Google Could Be The Real Power Behind IBM’s OpenPower
Opening Power to partners is a good move by IBM, says Peter Judge. But Google’s role may be crucial to OpenPower
IBM’s announcement of the OpenPower consortium is a bold move designed to halt the decline of the Power architecture while the tech giant readies the next generation, Power 8. Big Blue hopes to get Power-based chips established as a third option for servers, alongside Intel’s x86 architecture and ARM.
For many people, it’s almost a surprise to know that other architectures besides Intel’s x86 instruction set (from Intel and AMD) are established on servers. But IBM’s Power 7+ has been well received, and IBM is a leader in the Unix server business which has long been the natural home of RISC processors such as Power and Oracle’s SPARC. It’s just that Unix servers aren’t expanding the way x86 servers are in data centres. IBM’s Power revenues are declining.
The Power of Love?
What Power needs is partners. The architecture already has users outside of IBM, but its reach is reducing. It was once the processor inside Apple’s Macintosh machines, but Apple replaced it with Intel in 2006. It was also widely used in games consoles, but AMD took over there.
The data centre market is expanding, and big players there want an alternative to x86. IBM’s move would have been perfect a year or two back, but it’s now seen as trailing behind another contender – ARM Holdings, whose low-power architecture is coming in a 64 bit version in 2014, which AMD is turning into server chips. Dell is looking at the idea seriously, and specialists like Boston are actually shipping servers.
IBM’s move clearly takes inspiration from ARM. It will make the Power architecture available for third parties to design chips around. That is a good thing, as right now, it has become possible to cram so much onto a chip that designers are spoilt for choice. IBM’s ideas for Power are fine, but what if another player had a different idea which was just as good? This variety is what makes ARM’s model so strong, and IBM hopes to foster this for Power.
The idea will stand or fall on the partners who choose to get involved, and their level of commitment. And that will depend on them choosing Power over ARM.
There are a couple of factors to influence that choice.
Firstly, the two are travelling in opposite directions. ARM has a massive stronghold in mobile and embedded devices, and is moving into servers because the low power requirement of its designs turn out to be useful there too. IBM’s Power has proven it can do embedded duties, and it is starting out with an existing heritage in servers – it could look like a very good option for this reason.
Secondly, ARM does not have any fabrication plants – it’s a fabless chip designer. IBM has a a powerful chip manufacturing business, rivaling that of Intel in many ways. This is a benefit – any partners can be sure of production of their Power-based designs. However, it might deter bigger partners like AMD who would prefer to be making their own chips.

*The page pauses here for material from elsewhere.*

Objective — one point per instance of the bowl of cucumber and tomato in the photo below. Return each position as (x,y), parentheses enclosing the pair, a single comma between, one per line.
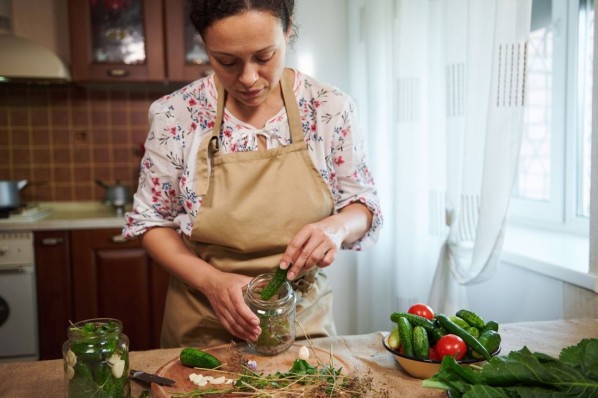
(420,339)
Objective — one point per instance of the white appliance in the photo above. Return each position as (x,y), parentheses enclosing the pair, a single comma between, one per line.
(18,305)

Nvidia, for instance, has put its name to the Power Consortium, but has a strong relationship with ARM already.
Google, on the other hand, could fit very neatly into the Power mould. It has a huge demand for data centre servers, and is not averse to designing its own technologies, and specifying details of its servers.

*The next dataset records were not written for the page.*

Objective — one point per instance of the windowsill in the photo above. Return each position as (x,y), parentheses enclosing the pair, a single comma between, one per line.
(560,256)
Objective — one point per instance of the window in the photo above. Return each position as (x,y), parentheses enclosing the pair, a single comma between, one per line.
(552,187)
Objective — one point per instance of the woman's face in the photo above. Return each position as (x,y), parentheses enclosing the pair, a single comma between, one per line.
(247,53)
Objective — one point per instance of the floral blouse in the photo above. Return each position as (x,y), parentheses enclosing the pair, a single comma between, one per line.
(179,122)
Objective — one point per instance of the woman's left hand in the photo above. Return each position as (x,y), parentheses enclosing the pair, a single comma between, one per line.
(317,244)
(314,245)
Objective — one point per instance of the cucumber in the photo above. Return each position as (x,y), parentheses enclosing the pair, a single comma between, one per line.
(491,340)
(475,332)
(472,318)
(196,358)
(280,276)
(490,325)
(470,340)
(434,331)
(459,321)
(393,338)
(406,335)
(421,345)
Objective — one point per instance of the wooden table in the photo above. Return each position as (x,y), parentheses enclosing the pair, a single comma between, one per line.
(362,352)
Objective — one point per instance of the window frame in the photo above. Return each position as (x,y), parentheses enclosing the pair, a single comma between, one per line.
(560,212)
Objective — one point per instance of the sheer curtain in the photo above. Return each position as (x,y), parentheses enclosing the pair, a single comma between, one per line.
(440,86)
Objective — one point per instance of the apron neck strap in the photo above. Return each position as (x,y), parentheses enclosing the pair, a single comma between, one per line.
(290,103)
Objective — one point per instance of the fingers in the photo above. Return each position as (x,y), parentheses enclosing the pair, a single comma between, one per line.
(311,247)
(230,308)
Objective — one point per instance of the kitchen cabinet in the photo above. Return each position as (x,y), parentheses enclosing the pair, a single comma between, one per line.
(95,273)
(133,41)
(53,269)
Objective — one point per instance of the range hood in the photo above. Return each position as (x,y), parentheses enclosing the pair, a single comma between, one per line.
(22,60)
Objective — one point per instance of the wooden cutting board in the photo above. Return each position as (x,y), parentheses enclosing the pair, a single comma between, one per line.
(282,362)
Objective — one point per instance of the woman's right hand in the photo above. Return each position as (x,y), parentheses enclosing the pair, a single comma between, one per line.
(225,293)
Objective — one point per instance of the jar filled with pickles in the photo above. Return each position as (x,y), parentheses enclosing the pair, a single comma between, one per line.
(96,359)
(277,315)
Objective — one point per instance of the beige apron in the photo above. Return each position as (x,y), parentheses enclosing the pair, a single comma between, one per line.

It could very well use ARM servers, but would find itself working with a different chip builder (AMD, say) instead of Intel.

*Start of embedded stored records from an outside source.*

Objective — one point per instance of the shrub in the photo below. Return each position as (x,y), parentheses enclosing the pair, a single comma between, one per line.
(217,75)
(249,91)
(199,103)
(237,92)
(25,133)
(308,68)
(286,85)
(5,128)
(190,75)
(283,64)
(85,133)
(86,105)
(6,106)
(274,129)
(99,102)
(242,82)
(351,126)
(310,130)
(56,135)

In the Power model, Google could actually become a chip designer, and order up silicon from IBM’s factories, giving it a huge amount of something Google likes to have – control. Its public statements on the subject have not given much away, talking about Power’s “potential” for a place in Google’s infrastructure.
At this stage there is no deal to move any of Google to Power-based servers. But Intel will be very nervous about that possibility.